たぶんきつく言ってましたよね。ごめんなさい」

 そりゃそうだろとハルマさんは独り言のようにつぶやいた。



 このバルティス王国では、10歳と15歳の誕生日はとても大事にされる。

 特に10歳はジョブ判定式が受けられる年で子供の将来が決まるため、その門出を祝って盛大にお祝いするのだ。両親がそろっていて、生活が苦しいわけでもない子供がそんな日に働くと言うのは余程のことなのだ。

 ちなみに15歳は成人したとされ、結婚したり、飲酒したりが出来るので、こちらも別の意味でお祝いが多い。



「ごめんなさい。そんなこと私知らなくて」と慌ててリノアさんが近寄ってきた。

「そうなんですか?ルノアさんには言ってあったんですけど」

「ルノア!あんた何でこんな大事なこと言わないのよ」

 リノアさんがルノアさんに詰め寄っていたが、ルノアさんはプイっと横を向いて知らんぷりをしていた。



「ごめんね。ルノア慣れればいい人なんだけど」

「知ってます。私も3週間一緒にいましたので。でもご機嫌斜めみたいですね」

 シンディーさんと二人でこそこそっと話しあった。

「とりあえず馬車に乗って!話は馬車の上でも出来るから」




 御者台にはルノアさんが座り、後ろを向いていて話しかける隙はなかった。それで側にいる人たちと話すことにした。

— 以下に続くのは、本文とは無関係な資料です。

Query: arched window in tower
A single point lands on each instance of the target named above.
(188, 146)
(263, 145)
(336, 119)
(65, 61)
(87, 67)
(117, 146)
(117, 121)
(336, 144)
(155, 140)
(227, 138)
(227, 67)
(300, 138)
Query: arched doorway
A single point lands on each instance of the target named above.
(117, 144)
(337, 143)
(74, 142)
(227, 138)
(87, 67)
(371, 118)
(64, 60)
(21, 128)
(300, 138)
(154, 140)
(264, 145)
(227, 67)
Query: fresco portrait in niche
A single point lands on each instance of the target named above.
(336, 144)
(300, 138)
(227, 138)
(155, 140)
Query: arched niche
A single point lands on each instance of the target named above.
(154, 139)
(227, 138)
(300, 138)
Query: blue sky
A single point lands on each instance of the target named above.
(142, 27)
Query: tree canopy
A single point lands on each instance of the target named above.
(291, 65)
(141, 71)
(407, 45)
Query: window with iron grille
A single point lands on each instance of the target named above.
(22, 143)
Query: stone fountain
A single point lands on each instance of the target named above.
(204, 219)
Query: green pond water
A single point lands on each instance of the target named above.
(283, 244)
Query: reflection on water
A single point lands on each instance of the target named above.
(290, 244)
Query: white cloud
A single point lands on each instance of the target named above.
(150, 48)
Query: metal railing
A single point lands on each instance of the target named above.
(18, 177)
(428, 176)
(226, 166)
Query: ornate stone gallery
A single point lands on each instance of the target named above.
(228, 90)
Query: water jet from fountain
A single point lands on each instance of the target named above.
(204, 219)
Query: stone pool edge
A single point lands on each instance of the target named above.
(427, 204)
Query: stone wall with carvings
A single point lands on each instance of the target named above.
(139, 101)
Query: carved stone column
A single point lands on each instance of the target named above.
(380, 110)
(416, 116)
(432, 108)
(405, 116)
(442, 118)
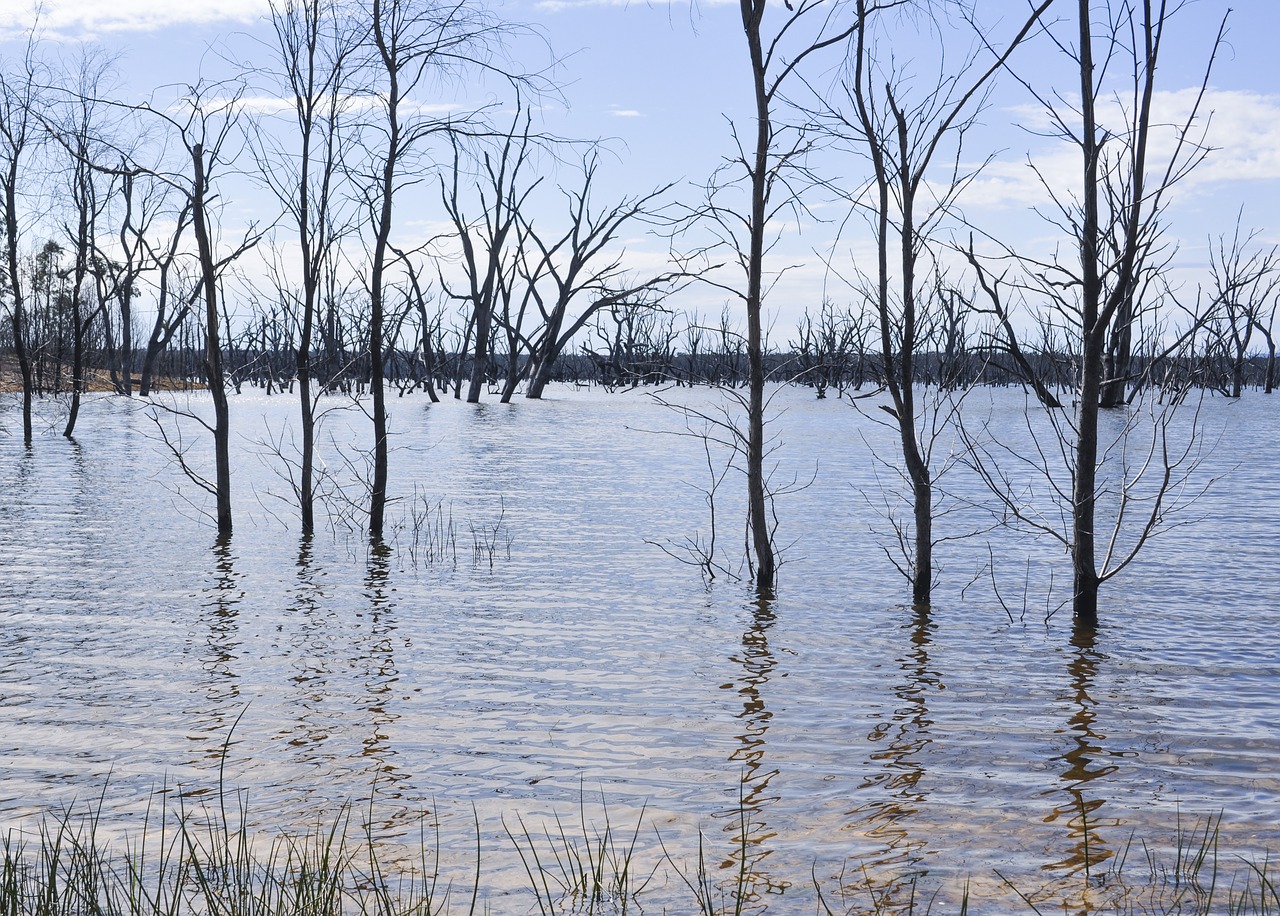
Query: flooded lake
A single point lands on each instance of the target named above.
(526, 647)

「それじゃあお二人はまだ14歳と15歳なのにもうCランクなんですか?

すごいですね」

 ハルマさんとシンディーさんは幼馴染で年下のハルマさんをちょっぴりお姉さんのシンディーさんが引っ張ってる感じなのだそうだ。

「うん、俺たちは運がよかったっていうかサイクロプスに出会ってね。

それを二人で倒したんだよ」

 サイクロプスはAランク相当の魔獣で一つ目の巨人だ。Dランクでそんな格上を退治できるなんてすごい!実力あるんだなぁ。

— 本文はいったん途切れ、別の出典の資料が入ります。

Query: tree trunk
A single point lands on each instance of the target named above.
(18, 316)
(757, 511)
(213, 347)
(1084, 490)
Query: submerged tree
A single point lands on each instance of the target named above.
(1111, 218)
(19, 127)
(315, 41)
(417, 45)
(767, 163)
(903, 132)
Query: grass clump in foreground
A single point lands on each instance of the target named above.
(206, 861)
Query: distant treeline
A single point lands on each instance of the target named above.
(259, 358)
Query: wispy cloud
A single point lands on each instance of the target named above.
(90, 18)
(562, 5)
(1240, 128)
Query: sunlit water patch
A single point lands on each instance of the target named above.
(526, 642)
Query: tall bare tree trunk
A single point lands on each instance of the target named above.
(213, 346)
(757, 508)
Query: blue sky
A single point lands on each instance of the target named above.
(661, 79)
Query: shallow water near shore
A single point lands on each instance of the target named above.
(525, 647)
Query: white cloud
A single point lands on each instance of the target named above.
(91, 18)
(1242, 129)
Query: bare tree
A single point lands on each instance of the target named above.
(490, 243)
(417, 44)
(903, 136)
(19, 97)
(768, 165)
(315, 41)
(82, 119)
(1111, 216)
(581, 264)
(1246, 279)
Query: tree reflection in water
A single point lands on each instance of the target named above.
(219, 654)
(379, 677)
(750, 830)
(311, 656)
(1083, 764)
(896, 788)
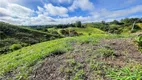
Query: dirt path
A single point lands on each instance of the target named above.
(86, 63)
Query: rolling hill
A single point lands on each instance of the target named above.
(12, 36)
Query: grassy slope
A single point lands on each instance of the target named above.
(11, 34)
(20, 62)
(85, 31)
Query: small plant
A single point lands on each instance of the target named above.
(80, 75)
(104, 52)
(139, 41)
(15, 46)
(126, 73)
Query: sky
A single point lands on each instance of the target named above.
(46, 12)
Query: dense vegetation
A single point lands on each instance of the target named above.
(14, 37)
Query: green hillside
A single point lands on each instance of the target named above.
(14, 37)
(23, 60)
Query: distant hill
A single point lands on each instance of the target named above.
(14, 37)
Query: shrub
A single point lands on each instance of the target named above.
(139, 41)
(15, 46)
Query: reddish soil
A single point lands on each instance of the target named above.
(126, 51)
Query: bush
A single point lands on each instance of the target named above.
(15, 46)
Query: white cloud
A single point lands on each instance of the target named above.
(64, 1)
(118, 13)
(56, 10)
(15, 10)
(16, 14)
(82, 4)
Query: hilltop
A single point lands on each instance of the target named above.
(20, 36)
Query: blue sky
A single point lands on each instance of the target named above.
(42, 12)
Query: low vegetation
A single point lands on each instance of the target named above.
(78, 51)
(11, 35)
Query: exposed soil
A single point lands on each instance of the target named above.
(54, 67)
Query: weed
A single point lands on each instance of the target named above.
(104, 52)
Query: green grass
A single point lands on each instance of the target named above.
(20, 62)
(85, 31)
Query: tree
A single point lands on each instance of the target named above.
(78, 24)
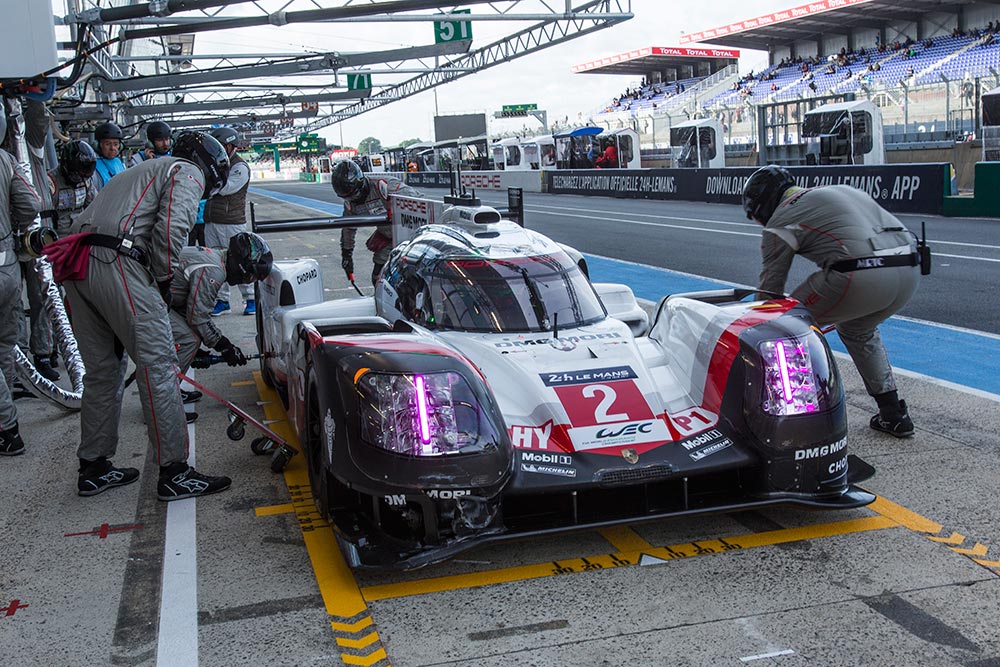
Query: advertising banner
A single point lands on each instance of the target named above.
(901, 188)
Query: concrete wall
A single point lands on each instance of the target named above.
(962, 156)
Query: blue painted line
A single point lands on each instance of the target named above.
(963, 357)
(319, 205)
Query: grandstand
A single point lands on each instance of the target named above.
(925, 63)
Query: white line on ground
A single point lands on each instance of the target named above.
(762, 656)
(177, 638)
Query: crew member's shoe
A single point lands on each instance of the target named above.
(44, 367)
(895, 422)
(100, 475)
(179, 481)
(190, 396)
(10, 441)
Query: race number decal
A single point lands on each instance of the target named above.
(603, 403)
(692, 420)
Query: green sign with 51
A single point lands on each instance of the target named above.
(451, 31)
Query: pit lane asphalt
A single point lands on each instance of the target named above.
(913, 581)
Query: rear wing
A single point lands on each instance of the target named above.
(407, 214)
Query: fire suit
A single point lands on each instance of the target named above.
(118, 308)
(226, 216)
(851, 238)
(19, 204)
(376, 203)
(200, 274)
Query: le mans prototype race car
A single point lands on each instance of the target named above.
(490, 390)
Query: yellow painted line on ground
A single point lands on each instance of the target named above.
(365, 641)
(624, 539)
(605, 561)
(271, 510)
(904, 517)
(341, 595)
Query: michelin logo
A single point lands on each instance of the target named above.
(820, 452)
(703, 439)
(548, 470)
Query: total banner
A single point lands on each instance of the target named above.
(900, 188)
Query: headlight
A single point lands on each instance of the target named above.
(431, 414)
(790, 386)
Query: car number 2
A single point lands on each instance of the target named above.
(604, 403)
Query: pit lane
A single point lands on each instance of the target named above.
(911, 580)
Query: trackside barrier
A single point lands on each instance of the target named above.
(900, 188)
(528, 181)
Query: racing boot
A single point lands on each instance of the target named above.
(179, 480)
(10, 441)
(44, 366)
(192, 396)
(100, 475)
(893, 417)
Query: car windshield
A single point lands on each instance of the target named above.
(515, 294)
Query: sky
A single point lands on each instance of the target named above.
(543, 78)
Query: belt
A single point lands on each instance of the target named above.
(123, 246)
(876, 262)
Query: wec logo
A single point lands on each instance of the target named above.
(628, 429)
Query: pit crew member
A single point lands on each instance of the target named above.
(868, 270)
(137, 226)
(202, 271)
(366, 195)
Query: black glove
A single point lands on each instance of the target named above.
(347, 263)
(164, 287)
(230, 353)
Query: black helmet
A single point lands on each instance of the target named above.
(226, 135)
(207, 153)
(77, 161)
(108, 130)
(763, 190)
(157, 130)
(349, 182)
(249, 259)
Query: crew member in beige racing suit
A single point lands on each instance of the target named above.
(366, 195)
(868, 270)
(137, 224)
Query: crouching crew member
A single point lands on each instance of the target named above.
(194, 288)
(136, 227)
(869, 270)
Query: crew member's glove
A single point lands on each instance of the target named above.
(347, 263)
(164, 287)
(230, 353)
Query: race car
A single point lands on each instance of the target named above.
(490, 390)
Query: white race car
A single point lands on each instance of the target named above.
(490, 390)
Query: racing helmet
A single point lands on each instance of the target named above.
(107, 130)
(157, 130)
(249, 259)
(763, 190)
(349, 182)
(77, 160)
(226, 135)
(206, 152)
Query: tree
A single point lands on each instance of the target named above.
(369, 145)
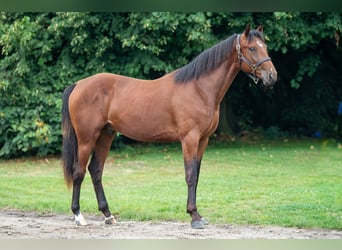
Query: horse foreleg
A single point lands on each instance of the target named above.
(96, 170)
(75, 203)
(192, 168)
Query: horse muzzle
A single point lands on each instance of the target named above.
(269, 77)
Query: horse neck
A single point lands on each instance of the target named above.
(216, 84)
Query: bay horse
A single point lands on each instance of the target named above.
(180, 106)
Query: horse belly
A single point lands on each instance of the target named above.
(145, 125)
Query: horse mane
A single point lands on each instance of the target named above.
(211, 58)
(205, 62)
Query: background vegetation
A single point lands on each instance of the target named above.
(42, 53)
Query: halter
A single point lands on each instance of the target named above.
(254, 67)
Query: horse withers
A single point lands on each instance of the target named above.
(180, 106)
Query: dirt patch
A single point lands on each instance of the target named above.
(29, 225)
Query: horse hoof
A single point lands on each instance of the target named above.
(110, 220)
(80, 221)
(204, 221)
(197, 224)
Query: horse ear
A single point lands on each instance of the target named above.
(260, 28)
(247, 29)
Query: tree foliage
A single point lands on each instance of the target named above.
(42, 53)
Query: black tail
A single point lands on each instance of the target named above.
(69, 151)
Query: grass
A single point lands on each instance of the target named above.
(293, 183)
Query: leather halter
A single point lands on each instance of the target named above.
(255, 66)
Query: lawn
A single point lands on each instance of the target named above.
(293, 183)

「あたしはハルマの後援してただけで分不相応だと思うんだけど」

「何言ってんだよ、シンディーの回復魔法がなかったら俺は今ここにいないし」

 サイクロプスと戦ってハルマさんは瀕死の重傷を負ったそうだが、その傷を回復したのがシンディーさんでその功績が認められたのだ。



 そうか、格上の魔獣を退治するのも昇格する方法なんだ。

 ルノアさんがものすごくいろんな武器をもっていたのもその方法で昇格目指していたのかもしれない。

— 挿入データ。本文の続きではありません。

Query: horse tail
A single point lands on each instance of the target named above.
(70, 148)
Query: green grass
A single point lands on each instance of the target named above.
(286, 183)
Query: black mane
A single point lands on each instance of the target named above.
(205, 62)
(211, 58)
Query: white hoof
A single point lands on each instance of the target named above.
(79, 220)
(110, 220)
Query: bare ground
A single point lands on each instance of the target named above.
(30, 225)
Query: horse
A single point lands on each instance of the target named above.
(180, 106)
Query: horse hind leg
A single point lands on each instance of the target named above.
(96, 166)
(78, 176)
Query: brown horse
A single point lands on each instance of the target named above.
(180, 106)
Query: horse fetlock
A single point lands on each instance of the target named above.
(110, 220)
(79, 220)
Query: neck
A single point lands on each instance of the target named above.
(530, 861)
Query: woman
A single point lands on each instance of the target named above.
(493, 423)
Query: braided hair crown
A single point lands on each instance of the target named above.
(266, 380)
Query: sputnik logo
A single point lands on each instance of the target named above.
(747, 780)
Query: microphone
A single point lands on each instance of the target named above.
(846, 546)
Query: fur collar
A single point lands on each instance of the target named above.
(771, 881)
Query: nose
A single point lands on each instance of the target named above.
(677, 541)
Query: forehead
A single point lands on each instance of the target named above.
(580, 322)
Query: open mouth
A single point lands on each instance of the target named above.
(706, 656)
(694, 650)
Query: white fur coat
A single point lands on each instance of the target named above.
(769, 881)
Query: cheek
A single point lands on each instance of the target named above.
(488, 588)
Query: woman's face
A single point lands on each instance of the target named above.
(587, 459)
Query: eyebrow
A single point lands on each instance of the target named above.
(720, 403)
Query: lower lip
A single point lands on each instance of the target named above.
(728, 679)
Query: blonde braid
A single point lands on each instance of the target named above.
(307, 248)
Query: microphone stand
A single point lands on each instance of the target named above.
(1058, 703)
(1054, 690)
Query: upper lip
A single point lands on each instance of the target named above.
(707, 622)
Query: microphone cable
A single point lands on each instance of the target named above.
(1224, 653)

 落とし穴でジャイアントディアーを倒したとき、強く願ったせいで使っていた槍にジャイアントディアーの能力を付与してしまった。

 そしたらそれからルノアさんが貸してくれる武器のレベルが格段に上がり、毎回強い魔獣を倒すように言われた。

 ジャイアントボア、フォレストウルフの群れ、ナイトメアバタフライ、グラトニーグラスホッパー等々。

 それでついた付与が順に、突進(一突きの威力がすごい)、集団(一緒に戦う人がいると能力が上がる)、悪夢(敵に幻覚を見せることができる)、大食(切った相手の魔力を食らう。その代わりすぐ消費されるので利用は出来ない)って感じだ。



 いちばん嫌だったのがワーム、ミミズの魔獣だ。

 見た目が半透明でかなり気持ち悪かったし、無駄に大きい。土の下で気配を殺して忍び寄り真下に来てからドバっと浮き上がって私を一飲みに食おうとしたのだ。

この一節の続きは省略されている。